Monogenic diabetes results from the inheritance of a mutation or mutations in a single gene. It may be dominantly or recessively inherited or may be a de novo mutation and hence a spontaneous case. In children, almost all monogenic diabetes result from mutations in genes that regulate beta-cell function although diabetes can rarely occur from mutations resulting in very severe insulin resistance
The majority of patients with genetically proven monogenic diabetes are initially incorrectly diagnosed as Type 1 or Type 2 diabetes. It is important to correctly diagnose monogenic diabetes as it can predict the clinical course of the patient, explain other associated clinical features and most importantly guide the most appropriate treatment. In addition, making a diagnosis will have implications for other family members, often correcting the diagnosis and treatment as well as allowing appropriate genetic counselling
Advances in molecular genetics have led to the identification of the genes associated with many clinically identified subgroups of diabetes. The identification of genes has explained clinical heterogeneity in conditions defined on the basis of when they were diagnosed e.g. neonatal diabetes and Maturity Onset Diabetes of the Young (MODY). Now molecular genetics is being used as a diagnostic test which can help define the diagnosis and treatment of children with diabetes. As these tests are expensive, genetic testing should be limited to those who are likely to be positive.
The research team was awarded a Queen's Anniversary Prize which recognised the world-class work of the Peninsula Medical School in combating diabetes. Scientists have identified new forms of diabetes, developed new treatments and then trained frontline medical staff to use them. Their work has meant that hundreds of patients, many of them children or babies, no longer require insulin injections and can transfer to tablets. This has made it much easier for patients to control their blood sugar levels and dramatically improved their quality of life.
The scientists' research focuses on 'monogenic' diabetes. This is much less common than Type 1 and Type 2 diabetes, but nevertheless affects around 50,000 people in the UK alone. Monogenic diabetes itself comprises many different subtypes, all resulting from changes in a single gene.
Professor Andrew Hattersley, who leads the research team, said: 'It is only in recent years that we have begun to identify and unravel monogenic diabetes. It means that many patients have been misdiagnosed and treated as if they were suffering from the more common forms of the condition. We have patients who have been injecting insulin for 20 years or more who can now treat their diabetes with tablets.'
As the genetic subtypes of diabetes were unknown until the 1990s, integrating this new genetic knowledge into clinical care is a major educational problem. Most healthcare professionals have had little or no training in genetics. Maggie Shepherd and Sian Ellard, who work with Professor Hattersley, have therefore launched a variety of educational initiatives. These include a website for patients and healthcare professionals, www.diabetesgenes.org, and educational programmes for doctors and nurses. Most importantly, with funding from the Department of Health, they have set up a training programme in genetics for specialist diabetes nurses throughout the UK.
Diabetes patient Tracey Davies, from Yeovil, is one patient who has benefited from this work. She was able to transfer to tablets after 17 years of injections.
Said Mrs Davies: 'It's made an amazing difference. For years I had to inject insulin before every meal I was a walking pin cushion! When I was first diagnosed no-one knew about monogenic diabetes so the research done at Exeter has really made a difference to people like me.'
A major future challenge is to define the genetic susceptibility to Type 2 diabetes, the commonest form of diabetes, and to use this information to improve both treatment and prevention. This will only be achieved if studies can be performed with a sufficient sample size to ensure enough power to enable the multiple genetic components to be defined.

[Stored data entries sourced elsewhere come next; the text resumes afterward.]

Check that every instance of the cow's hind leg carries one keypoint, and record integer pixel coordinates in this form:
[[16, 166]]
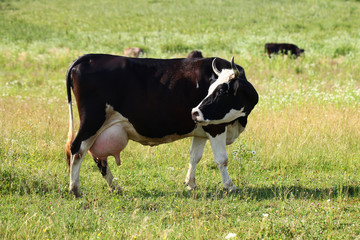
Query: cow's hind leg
[[105, 171], [75, 164], [196, 152], [218, 146], [90, 124]]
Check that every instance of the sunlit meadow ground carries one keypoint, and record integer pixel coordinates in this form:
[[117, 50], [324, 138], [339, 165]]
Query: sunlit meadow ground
[[297, 164]]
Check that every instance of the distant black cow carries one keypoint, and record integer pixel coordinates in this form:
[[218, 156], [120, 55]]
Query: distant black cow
[[155, 101], [283, 48], [195, 54]]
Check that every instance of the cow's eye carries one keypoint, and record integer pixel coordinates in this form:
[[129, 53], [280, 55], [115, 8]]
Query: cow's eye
[[223, 91]]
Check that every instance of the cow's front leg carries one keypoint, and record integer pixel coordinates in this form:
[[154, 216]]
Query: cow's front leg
[[196, 152], [75, 164], [218, 146], [108, 176]]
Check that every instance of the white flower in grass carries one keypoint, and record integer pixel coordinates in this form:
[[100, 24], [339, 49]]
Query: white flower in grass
[[230, 235]]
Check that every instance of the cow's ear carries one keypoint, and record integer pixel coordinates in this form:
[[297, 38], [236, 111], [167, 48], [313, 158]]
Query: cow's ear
[[234, 87]]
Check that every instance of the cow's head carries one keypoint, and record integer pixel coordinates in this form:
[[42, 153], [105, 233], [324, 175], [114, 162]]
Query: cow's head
[[231, 96]]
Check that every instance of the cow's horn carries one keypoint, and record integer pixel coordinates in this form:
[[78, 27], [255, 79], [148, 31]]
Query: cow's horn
[[234, 68], [214, 68]]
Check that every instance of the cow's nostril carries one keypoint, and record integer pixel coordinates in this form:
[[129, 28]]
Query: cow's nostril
[[195, 115]]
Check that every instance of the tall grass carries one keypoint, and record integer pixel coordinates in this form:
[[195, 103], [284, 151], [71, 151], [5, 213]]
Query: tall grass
[[296, 164]]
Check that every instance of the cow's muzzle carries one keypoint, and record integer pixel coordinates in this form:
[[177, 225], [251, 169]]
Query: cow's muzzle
[[197, 115]]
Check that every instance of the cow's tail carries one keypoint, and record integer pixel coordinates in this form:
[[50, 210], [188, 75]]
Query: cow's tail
[[71, 117], [69, 85]]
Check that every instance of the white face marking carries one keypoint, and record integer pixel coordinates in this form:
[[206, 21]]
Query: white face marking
[[224, 77]]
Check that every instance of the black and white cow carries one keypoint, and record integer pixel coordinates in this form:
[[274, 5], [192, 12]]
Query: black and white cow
[[155, 101]]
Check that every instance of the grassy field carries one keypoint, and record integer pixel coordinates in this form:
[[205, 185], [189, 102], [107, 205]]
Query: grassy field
[[297, 164]]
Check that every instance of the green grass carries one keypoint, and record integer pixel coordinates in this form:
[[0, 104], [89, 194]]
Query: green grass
[[297, 164]]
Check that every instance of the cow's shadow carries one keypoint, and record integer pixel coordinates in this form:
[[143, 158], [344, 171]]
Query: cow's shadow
[[263, 193]]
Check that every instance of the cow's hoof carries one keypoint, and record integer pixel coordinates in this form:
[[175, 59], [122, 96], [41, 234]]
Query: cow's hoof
[[118, 190], [232, 189], [191, 188], [76, 191], [190, 184]]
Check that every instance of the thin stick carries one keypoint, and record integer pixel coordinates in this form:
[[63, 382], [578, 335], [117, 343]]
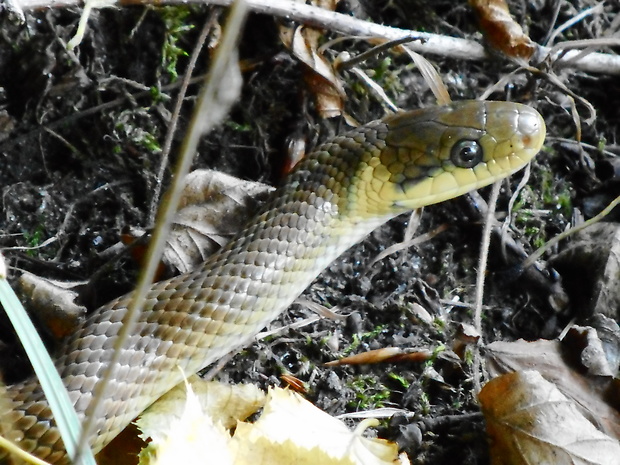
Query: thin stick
[[174, 120], [213, 103], [481, 275]]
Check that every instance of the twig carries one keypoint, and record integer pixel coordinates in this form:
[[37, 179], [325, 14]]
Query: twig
[[434, 44], [174, 120], [481, 274]]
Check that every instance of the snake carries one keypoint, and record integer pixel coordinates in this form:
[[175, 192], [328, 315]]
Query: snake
[[332, 199]]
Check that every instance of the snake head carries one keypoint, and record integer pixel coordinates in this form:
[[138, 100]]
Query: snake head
[[438, 153]]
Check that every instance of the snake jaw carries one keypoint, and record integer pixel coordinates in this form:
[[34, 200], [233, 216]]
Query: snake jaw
[[510, 135]]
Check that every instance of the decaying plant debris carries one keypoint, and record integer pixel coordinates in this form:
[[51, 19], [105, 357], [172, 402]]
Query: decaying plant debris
[[81, 135]]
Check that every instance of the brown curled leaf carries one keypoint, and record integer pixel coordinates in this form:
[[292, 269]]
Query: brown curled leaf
[[530, 421], [501, 30], [319, 74]]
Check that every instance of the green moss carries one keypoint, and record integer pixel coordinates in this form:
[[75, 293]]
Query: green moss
[[175, 20], [369, 393], [357, 340]]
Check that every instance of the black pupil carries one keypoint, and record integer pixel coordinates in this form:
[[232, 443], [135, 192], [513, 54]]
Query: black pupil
[[466, 153]]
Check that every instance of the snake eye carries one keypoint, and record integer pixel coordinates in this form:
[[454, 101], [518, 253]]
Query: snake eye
[[466, 153]]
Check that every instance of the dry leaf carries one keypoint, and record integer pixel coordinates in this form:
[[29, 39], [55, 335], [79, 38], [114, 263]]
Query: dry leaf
[[529, 421], [214, 207], [290, 430], [319, 73], [186, 438], [501, 30], [225, 404], [550, 359], [53, 302]]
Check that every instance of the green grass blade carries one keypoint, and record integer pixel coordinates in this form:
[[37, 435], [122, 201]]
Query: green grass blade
[[57, 396]]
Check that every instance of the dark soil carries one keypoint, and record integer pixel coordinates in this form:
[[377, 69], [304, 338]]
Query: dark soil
[[82, 177]]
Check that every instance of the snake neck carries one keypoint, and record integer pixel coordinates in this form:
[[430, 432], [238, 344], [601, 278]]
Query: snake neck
[[194, 319]]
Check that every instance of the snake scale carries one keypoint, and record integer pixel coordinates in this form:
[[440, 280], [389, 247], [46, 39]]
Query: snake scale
[[333, 199]]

The Exeter scientists have collaborated with colleagues in Oxford, Imperial College, Queen Elizabeth College, London, Cambridge and Newcastle to establish a unique collection of DNA from patients with diabetes and have played a central role in collaborations within the UK and internationally.

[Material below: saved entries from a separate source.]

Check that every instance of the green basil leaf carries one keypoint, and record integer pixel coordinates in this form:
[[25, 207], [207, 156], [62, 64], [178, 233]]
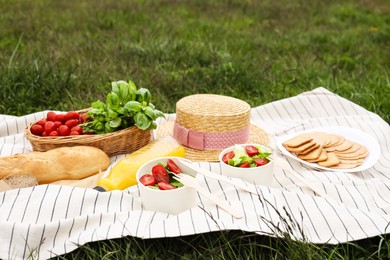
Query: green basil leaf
[[133, 106], [98, 105], [124, 92], [150, 113], [112, 114], [115, 86], [98, 125], [122, 111], [143, 95], [115, 123], [108, 128], [152, 126], [142, 121], [159, 113], [132, 86], [113, 99]]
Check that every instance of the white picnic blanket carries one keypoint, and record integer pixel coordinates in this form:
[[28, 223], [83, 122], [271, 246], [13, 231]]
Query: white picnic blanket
[[50, 220]]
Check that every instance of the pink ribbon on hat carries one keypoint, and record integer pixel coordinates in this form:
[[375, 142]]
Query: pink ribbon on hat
[[209, 141]]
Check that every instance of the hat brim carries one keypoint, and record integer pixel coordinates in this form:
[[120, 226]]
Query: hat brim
[[256, 136]]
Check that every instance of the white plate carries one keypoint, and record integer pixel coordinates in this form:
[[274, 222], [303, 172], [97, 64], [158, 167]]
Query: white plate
[[352, 134]]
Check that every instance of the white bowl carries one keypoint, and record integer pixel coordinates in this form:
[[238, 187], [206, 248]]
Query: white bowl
[[167, 201], [261, 175]]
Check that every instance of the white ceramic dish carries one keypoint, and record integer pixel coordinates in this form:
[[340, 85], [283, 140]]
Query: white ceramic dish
[[352, 134], [167, 201], [262, 175]]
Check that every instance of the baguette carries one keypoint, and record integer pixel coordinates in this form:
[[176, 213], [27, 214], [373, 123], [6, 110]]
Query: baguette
[[64, 163]]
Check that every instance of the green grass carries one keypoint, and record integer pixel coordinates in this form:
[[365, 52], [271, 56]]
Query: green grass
[[63, 55]]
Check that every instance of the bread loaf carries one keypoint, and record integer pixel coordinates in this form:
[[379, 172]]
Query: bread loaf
[[65, 163]]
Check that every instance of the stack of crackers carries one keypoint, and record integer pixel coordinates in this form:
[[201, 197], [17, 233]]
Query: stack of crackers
[[328, 150]]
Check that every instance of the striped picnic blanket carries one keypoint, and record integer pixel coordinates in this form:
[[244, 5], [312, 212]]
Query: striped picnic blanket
[[50, 220]]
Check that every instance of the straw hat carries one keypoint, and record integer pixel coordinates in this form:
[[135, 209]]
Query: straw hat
[[206, 124]]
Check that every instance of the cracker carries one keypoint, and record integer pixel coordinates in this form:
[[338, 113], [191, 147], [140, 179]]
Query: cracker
[[341, 147], [323, 156], [297, 141], [351, 161], [362, 152], [345, 166], [301, 148], [312, 155], [334, 140], [310, 149], [318, 137], [331, 161], [353, 148]]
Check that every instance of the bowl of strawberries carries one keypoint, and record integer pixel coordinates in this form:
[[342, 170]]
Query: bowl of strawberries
[[159, 191], [250, 162]]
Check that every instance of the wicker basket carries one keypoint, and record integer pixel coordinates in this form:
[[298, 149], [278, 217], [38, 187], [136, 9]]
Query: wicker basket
[[119, 142]]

This trailblazing work is important because it points to the next phase of medicine. Rather than trying to define what is best for a group of patients with a condition such as diabetes it becomes important to subdivide this group so that doctors can make a more individualised choice on medicines that are best for this specific patient.
The lab provides genetic testing to patients throughout the world and has received samples from over 60 countries. In the last 15 years the team in Exeter have published over 350 papers and secured a total of over £21 million in grants for research.
The citation that accompanied Professor Hattersley's appointment as a Fellow of the Royal Society, stated: "His clinical observations and physiological studies in patients with diabetes resulting from mutations in single genes have resulted in key insights into insulin secretion, foetal development, and patients' clinical care. Importantly his work led him to revolutionise treatment for most patients with genetic subtypes of diabetes by replacing insulin injections with sulphonylurea tablets."